Dan Poynter has assembled a big ol' list of statistics about books, publishers, bookstores, and readers. Here are some random stats I found interesting. It was kind of hard to stop, and this is just a small fraction of what Poynter has.

On average it takes 475 hours to write a fiction title and 725 hours to write a nonfiction title.

It takes an average of 531 hours to produce a book--422 hours for fiction, 550 hours for nonfiction.

An average of 10 to 15 hours are spent designing a book cover.

On average, 61 hours are spent in the editing process.

1999: 1.5+ million titles in print (currently available in the U.S.) Since 1776, 22 million titles have been published.

2004: 2.8 million books in print.

What genres/categories are people buying?
55% Popular fiction
10% Religious nonfiction
9% Cooking/Crafts[1]

Most initial print runs are 5,000 copies.

A larger publisher must sell 10,000 books to break even.

A successful fiction book sells 5,000 copies.

A successful nonfiction book sells 7,500 copies.

2002: Books sales totaled roughly $26.9 billion.

One-third of the books sold worldwide are sold in the US.

In 2001, consumers purchased 1.6 billion books.

2002: People spent $530 million on used books, 5% of the trade book market. The Internet makes hard-to-find titles easier to locate. There are 7,200 used bookstores, up 10% in 10 years. Powell's in Portland, OR, does 40% of its business online; 55-65% of that volume is in used books.

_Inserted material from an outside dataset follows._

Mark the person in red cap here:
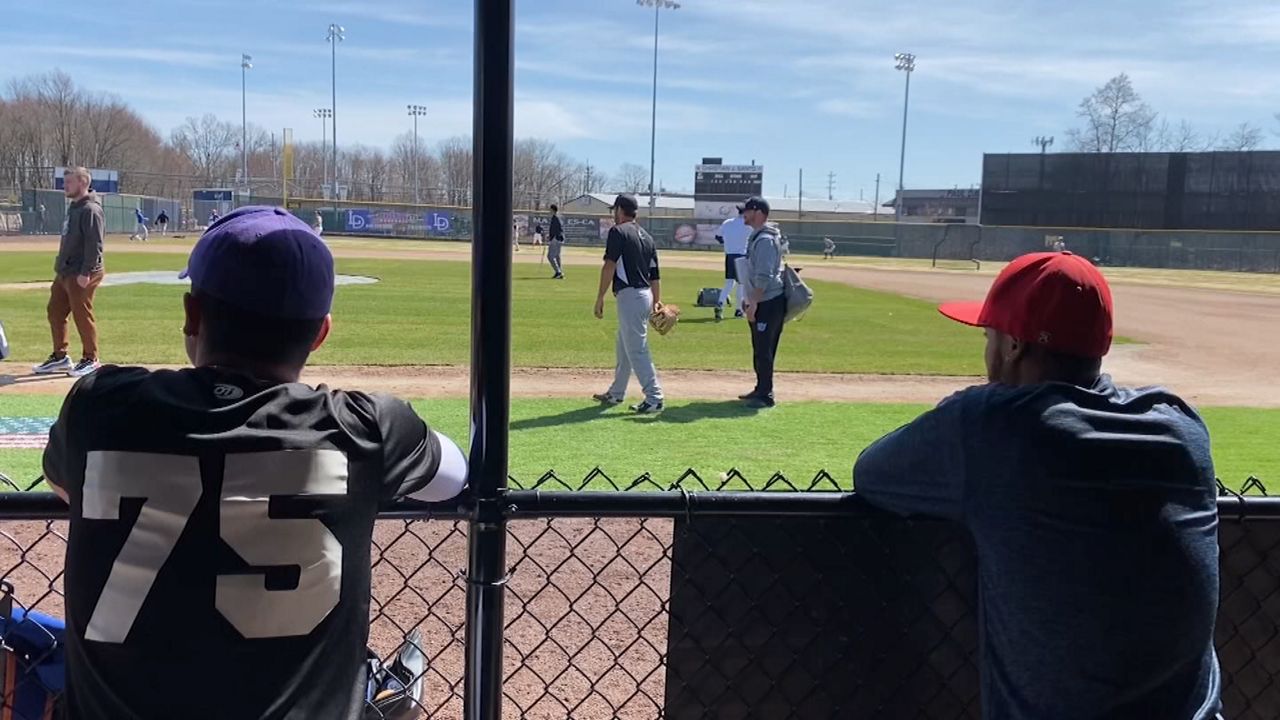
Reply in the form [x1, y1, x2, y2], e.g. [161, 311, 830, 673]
[854, 252, 1221, 720]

Used books were purchased by one out of ten book buyers in the previous nine months in 2002.
Used books account for $533 million in annual sales; 13% of the units sold and 5% of the total revenue.
The heaviest book buyers buy more than one-third of their books used.
The largest-selling used books are: Mysteries, romance and science fiction.
Used nonfiction sell best online.

15,000 stores in the U.S. that carry books.
8,000 are "bookstores".
3,000 might be profiled for any particular book. (Business books sell better downtown; parenting books can be found in the suburbs).

Amazon.com sells 5% of all books for $3 billion. Amazon.com is ranked among the top 50 brands in the world.

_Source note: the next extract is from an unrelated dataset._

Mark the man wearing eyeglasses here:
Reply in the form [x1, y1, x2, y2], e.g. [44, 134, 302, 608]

2002: Books were by far the best Internet seller. 43% of online shoppers purchased at least one book.

On the average, a book store browser spends eight seconds looking at the front cover and 15 seconds looking at the back cover.

Libraries lose 20% of their books each year. Some books get past the security devices and others are just not returned.

81% of the population feels they have a book inside them.
27% would write fiction.
28% would write on personal development
27% would write history, biography, etc.
20% would do a picture book, cookbook, etc.
6 million have written a manuscript.
6 million manuscripts are making the rounds.
Out of every 10,000 children's books, 3 get published.

70% of the books published do not earn out their advance.

Who is Reading Books (and who is not)
  • One-third of high school graduates never read another book for the rest of their lives. Many do not even graduate from high school.[2]
  • 58% of the US adult population never reads another book after high school.
  • 42% of college graduates never read another book.
  • 80% of US families did not buy or read a book last year.
  • 70% of US adults have not been in a bookstore in the last five years.
  • 57% of new books are not read to completion.
Most readers do not get past page 18 in a book they have purchased.

53% read fiction, 43% nonfiction. The favorite fiction category is mystery & Suspense, 19%.

Each day, people in the US spend 4 hours watching TV, 3 hours listening to the radio and 14 minutes reading magazines.

1992: 20% of adults in the U.S. read at or below the fifth grade level.

Half of the American people have never read a newspaper. Half have never voted for President. One hopes it is the same half.
--Gore Vidal

The Merriam-Webster Collegiate Dictionary is the bestselling hardcover book in U.S. history. It has sold 55-million copies since it first appeared in 1898.

Via Gordon Meyer.

[1] No idea what happened to the other 26%.

[2] Hey, I just copied this, I didn't write it.